RAINBOW’s Distributed Data Storage and Sharing Service’s role is to provide persistent and in-memory data storage capabilities to nodes scattered across the fog continuum to ensure in-time access to the collected monitoring data by collaborating entities such as the Analytics service.
The storage needs to be able to complete the I/O requests without impending heavy I/O overheads on the fog node. Furthermore, it needs to be capable of coping with the dynamic nature of the fog ecosystem, where many failures and/or disconnections may happen and nodes can enter or exit the ad-hoc network of the cluster.
Moreover, the placement of data in such environments, apart from the fog node stability, needs to consider the user-defined and the orchestrator queries that run over the fog nodes.
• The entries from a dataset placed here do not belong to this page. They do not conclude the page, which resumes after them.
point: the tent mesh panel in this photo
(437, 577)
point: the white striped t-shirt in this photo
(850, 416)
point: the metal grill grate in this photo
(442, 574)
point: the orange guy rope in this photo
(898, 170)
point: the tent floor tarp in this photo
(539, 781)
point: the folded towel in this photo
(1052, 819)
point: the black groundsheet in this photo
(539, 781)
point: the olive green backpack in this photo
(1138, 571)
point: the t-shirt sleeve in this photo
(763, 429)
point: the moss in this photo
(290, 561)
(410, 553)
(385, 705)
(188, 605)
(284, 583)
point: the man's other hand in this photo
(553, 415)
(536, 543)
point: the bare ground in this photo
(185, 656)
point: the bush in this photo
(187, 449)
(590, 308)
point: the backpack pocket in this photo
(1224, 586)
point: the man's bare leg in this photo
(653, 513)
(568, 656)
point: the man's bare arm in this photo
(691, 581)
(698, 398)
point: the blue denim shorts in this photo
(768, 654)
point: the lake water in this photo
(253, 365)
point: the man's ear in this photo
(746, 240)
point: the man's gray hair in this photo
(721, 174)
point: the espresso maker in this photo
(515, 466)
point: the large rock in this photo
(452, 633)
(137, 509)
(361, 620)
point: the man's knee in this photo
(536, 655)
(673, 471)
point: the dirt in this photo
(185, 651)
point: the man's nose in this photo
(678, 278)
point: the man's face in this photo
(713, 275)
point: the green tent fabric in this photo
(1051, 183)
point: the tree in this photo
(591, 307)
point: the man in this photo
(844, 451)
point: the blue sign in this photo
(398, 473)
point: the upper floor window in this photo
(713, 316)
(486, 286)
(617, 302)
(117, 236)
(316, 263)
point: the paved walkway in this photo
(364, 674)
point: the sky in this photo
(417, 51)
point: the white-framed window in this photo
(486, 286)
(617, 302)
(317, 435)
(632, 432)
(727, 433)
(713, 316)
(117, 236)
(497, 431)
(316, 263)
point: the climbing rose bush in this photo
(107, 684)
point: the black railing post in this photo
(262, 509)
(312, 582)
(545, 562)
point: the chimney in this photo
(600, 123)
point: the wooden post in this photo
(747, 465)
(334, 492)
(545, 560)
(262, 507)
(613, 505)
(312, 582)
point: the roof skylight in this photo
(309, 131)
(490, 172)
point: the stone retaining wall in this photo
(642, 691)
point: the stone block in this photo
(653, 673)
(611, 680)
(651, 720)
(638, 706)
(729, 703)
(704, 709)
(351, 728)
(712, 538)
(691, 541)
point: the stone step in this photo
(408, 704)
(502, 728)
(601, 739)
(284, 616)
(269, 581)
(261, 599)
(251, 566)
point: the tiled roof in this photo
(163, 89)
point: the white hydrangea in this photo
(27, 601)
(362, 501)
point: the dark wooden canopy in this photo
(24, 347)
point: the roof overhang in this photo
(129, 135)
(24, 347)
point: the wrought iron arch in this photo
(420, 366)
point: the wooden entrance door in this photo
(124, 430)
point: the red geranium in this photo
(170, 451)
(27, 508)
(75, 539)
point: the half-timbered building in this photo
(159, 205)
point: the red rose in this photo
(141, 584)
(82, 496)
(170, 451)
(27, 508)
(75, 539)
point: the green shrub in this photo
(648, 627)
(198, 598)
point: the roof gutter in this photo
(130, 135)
A query’s latency can be highly affected by the location of its input data mainly due to low bandwidths or even privacy and security reasons. Thus, it is crucial to carefully consider where to place and replicate input data in order to mitigate any overheads that may occur during the execution of the query.
To cope with the aforementioned problems of the fog continuum, RAINBOW’s Distributed Data Storage service offers dynamic data placement techniques and employs different mechanisms than those typically encountered in modern cloud-hosted storage solutions. To this end, it incorporates two dynamic data placement policies. The first is based on the fog node stability metadata, while the second one is driven by analytic applications running on top of distributed storages considering the latency, data freshness and quality objectives.